Table 3 Kishino-Hasegawa test for the analyzed cases of apparent xenologous gene displacement in situ

The ruvBgene of Mycoplasma

The genes for Holliday junction resolvase subunits RuvA and RuvB form an operon that is conserved in most of the sequenced bacterial genomes (Figure 2a). In the phylogenetic trees for RuvA and RuvB, the branch that includes Ureaplasma and Mycoplasma occupies drastically different positions. In contrast to RuvA, which belongs to the Gram-positive clade as expected (Figure 2b), mycoplasmal RuvB clusters with the epsilon-proteobacteria (Helicobacter and Campylobacter) and the mycoplasma-epsilon-proteobacteria clade further joins alpha-proteobacteria (Figure 2c). This clustering is strongly supported by bootstrap analysis and was shown to be robust using statistical tests of tree topology (Table 3). Thus, the ruvB gene seems to have undergone xenologous displacement in situ after the divergence of the mycoplasmal branch from the rest of Gram-positive bacteria. Notably, the gene exchange seems to have occurred between phylogenetically distant parasitic bacteria.

Figure 2
figure 2

In situ displacement of the ruvB gene in Mycoplasma. (a) Organization of the Holliday junction resolvasome operon and surrounding genes in bacteria. COG0632 - Holliday junction resolvasome, DNA-binding subunit, COG2255 - Holliday junction resolvasome, DNA-binding subunit, COG0817 - Holliday junction resolvasome, endonuclease subunit, COG0392 - Predicted integral membrane protein, COG0282 - acetate kinase, COG0839 - NADH:ubiquinone oxidoreductase subunit 6 (chain J), COG0244 - ribosomal protein L10, COG0732 - restriction endonuclease S subunits, COG0809 - S-adenosylmethionine:tRNA-ribosyltransferase-isomerase, COG0772 - bacterial cell division membrane protein, COG0624 - acetylornithine deacetylase/succinyl-diaminopimelate desuccinylase and related deacylases, COG1487 - predicted nucleic acid-binding protein, COG1132 - ABC-type multidrug transport system, ATPase and permease components, COG0442 - prolyl-tRNA synthetase, COG0323 - DNA mismatch repair enzyme, COG1408 - predicted phosphohydrolases. The designations are as in Figure 1a.

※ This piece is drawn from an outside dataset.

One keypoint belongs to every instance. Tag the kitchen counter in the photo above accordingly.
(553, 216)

For species abbreviations, see Materials and methods. (b,c) Unrooted maximum-likelihood tree for RuvA (b) and RuvB (c); the designations are as in Figure 1b.

Undecaprenyl pyrophosphate synthase gene in the lipid biosynthesis operon of Rickettsia

In Rickettsia, the undecaprenyl pyrophosphate synthase gene (uppS), which belongs to a highly conserved doublet of lipid biosynthesis genes embedded in functionally diverse operons (Figure 3a), clusters with an unexpected assemblage of bacterial orthologs, including those from the spirochete Treponema pallidum and Fusobacterium nucleatum, but not with the 'native' taxon, alpha-proteobacteria (Figure 3b,c). Statistical testing of the tree topology showed that clustering of rickettsial uppS with those from other alpha-proteobacteria is highly unlikely (Table 3). The apparent in situ gene displacement of the uppS gene in Rickettsia was accompanied by a breakdown of the operon into three fragments (Figure 3a). The topology of the uppS tree suggests the possibility of multiple HGT events, although only the rickettsial genomes show evidence of gene displacement in situ. The emergence of gene displacement in bacterial parasites is noted here again.

Figure 3
figure 3

Genes with different phylogenetic affinities in the lipid biosynthesis operon of Rickettsia. (a) Organization of the lipid biosynthesis operon and surrounding genes in Rickettsia prowazekii and Rickettsia conorrii (operons from three other alpha-proteobacteria are shown for comparison). COG0020 - undecaprenyl pyrophosphate synthase, UppS; COG0575 - CDP-diglyceride synthetase; COG0750 - predicted membrane-associated Zn-dependent proteases; COG0233 - ribosome recycling factor; COG0528 - uridylate kinase; COG0745 - OmpR-like response regulator; COG0642 - signal transduction histidine kinase; COG0729 - outer membrane protein; COG2919 - septum formation initiator; COG0743 - 1-deoxy-D-xylulose 5-phosphate reductoisomerase. The designations are as in Figure 1a. For species abbreviations, see Materials and methods. (b,c) Unrooted maximum-likelihood tree for UppS (b) and CdsA (c); the designations are as in Figure 1b.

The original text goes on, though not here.